The event attracted more than 235 people, including researchers and bioscience collaborators from across the state and beyond. The forum was co-hosted by BioCT, the state’s life sciences industry group.
The event opened with Lon Cardon, Ph.D., president and CEO of The Jackson Laboratory, welcoming attendees by noting that his organization is nearing its 100th birthday.

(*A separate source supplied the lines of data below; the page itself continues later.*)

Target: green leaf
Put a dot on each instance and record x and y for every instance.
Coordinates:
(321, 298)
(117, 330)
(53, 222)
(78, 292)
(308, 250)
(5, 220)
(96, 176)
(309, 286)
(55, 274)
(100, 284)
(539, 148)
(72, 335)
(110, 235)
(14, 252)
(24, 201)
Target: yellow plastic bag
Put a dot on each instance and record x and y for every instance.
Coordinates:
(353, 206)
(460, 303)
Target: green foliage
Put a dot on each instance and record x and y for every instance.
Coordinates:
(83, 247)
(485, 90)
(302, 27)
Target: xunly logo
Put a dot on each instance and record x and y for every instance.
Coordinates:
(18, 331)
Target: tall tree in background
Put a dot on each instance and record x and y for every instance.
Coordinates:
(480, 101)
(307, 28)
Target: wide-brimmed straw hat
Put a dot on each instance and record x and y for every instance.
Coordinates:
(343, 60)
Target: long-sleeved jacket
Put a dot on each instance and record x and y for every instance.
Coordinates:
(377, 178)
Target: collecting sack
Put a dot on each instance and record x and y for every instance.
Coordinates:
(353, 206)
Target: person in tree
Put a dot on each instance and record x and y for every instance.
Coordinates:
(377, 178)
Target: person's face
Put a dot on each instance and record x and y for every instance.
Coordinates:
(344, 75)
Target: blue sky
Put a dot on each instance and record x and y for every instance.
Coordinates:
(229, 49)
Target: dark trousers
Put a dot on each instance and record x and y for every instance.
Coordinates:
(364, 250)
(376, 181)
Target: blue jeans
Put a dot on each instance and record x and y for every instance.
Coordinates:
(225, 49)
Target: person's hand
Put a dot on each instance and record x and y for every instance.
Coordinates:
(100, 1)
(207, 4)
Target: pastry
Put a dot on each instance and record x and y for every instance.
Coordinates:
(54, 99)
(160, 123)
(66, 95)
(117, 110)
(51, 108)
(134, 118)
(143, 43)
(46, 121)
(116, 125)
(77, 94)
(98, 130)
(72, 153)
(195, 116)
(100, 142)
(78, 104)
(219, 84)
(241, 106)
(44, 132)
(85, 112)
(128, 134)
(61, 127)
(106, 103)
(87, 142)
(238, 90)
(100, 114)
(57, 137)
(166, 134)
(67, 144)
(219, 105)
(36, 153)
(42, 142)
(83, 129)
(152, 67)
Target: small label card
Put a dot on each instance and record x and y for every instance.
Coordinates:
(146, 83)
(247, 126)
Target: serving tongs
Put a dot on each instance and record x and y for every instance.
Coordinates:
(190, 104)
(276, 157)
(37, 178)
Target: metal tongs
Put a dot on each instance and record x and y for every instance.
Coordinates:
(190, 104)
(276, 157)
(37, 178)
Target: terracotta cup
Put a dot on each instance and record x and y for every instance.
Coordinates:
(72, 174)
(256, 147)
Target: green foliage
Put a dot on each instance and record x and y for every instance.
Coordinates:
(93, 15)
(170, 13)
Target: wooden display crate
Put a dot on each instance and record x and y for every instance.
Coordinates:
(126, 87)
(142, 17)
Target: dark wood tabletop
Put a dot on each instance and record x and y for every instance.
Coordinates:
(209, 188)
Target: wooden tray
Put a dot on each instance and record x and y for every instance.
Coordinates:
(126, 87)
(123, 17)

He also said the lab has 90 programs researching different rare diseases and 300 different preclinical trials now underway.
Cardon noted that when he first started in the industry, developing therapies would take decades. “Now, my reading of it is somewhere between 10 months and 12 months, call it under a year,” he said. “Months from diagnosis to a treatment, not years.”
Yu, a neurologist and researcher with the Division of Genetics and Genomics at Boston Children’s Hospital and an assistant professor at Harvard Medical School, followed that with his presentation by discussing the advancements in gene splicing to treat rare disease.
He credited the impact of the Human Genome Project, which produced three main research tools that allow researchers to identify genes involved in normal biology, as well as in both rare and common diseases.
Yu said there has been a “rising tide” of identified disease genes, from just a handful in the 1980s to nearly 7,000 today — and yet fewer than 500 therapies have been produced.
The past decade has seen a lot of change, he added, including “the prospects of going directly from genetics to therapeutics.”
He cited a growing number of trials for Antisense oligonucleotide therapies, or ASOs, a class of precision medicines that target disease at its genetic source on a more individualized basis for each patient.
These lab-made strands bind to RNA — the instructions for making proteins — and can block or alter faulty messages before harmful proteins are produced. By intervening early in the process, ASOs aim to treat the underlying cause of disease rather than just its symptoms, particularly in rare genetic disorders.
Yu said that, to date, there are 35 ASO trials involving 82 patients, treating diseases of the brain, spinal cord, liver and eye.
The momentum in this field is really helpful, he said.
“It’s calling for a new specialty, something that we call ‘interventional genetics,’ this practice of bringing together the genetics for diagnosis and discovery… with the tools to intervene around a careful and ethically thoughtful approach” to treating patients.
With such treatments being specifically created for individual patients, there is also a growing movement to drastically alter the way regulators approve them.
The United Kingdom, for example, has launched a pilot program for approvals based on the “do & tell” regulatory model, Yu said.
That model is where a doctor acts in the patient’s interest in clinical timelines, but then reports back to the regulatory agency “a comprehensive list of all activities done that can be audited and reviewed to support further adaptation,” he said.
The U.S. Food and Drug Administration (FDA) has agreed to consider such a model, Yu said, citing a statement from the agency in November that said, “Once a manufacturer has demonstrated success with several consecutive patients with different bespoke therapies, the FDA will move towards granting market authorization for the product.”
Cat Lutz, Ph.D., vice president of the JAX Rare Disease Translational Center at The Jackson Laboratory, said the regulatory climate has grown increasingly difficult under the current administration in Washington, D.C.
“The lack of stability in the FDA has really, I think, caused a lot of uncertainty, and it has probably caused a lot of investors to hang back a little bit to look to see how that’s going to stabilize.”
Yu said the FDA considering an alternative approach to approving bespoke therapies is a step in the right direction. He noted that if a doctor can decide to do heart surgery on an infant born with a life-threatening condition to save its life, the same should be true for what he called “genetic surgery.”
“Can we use that approach … to analyze the deep technical requirements for intervention and to deliver a custom genomic intervention?” he asked.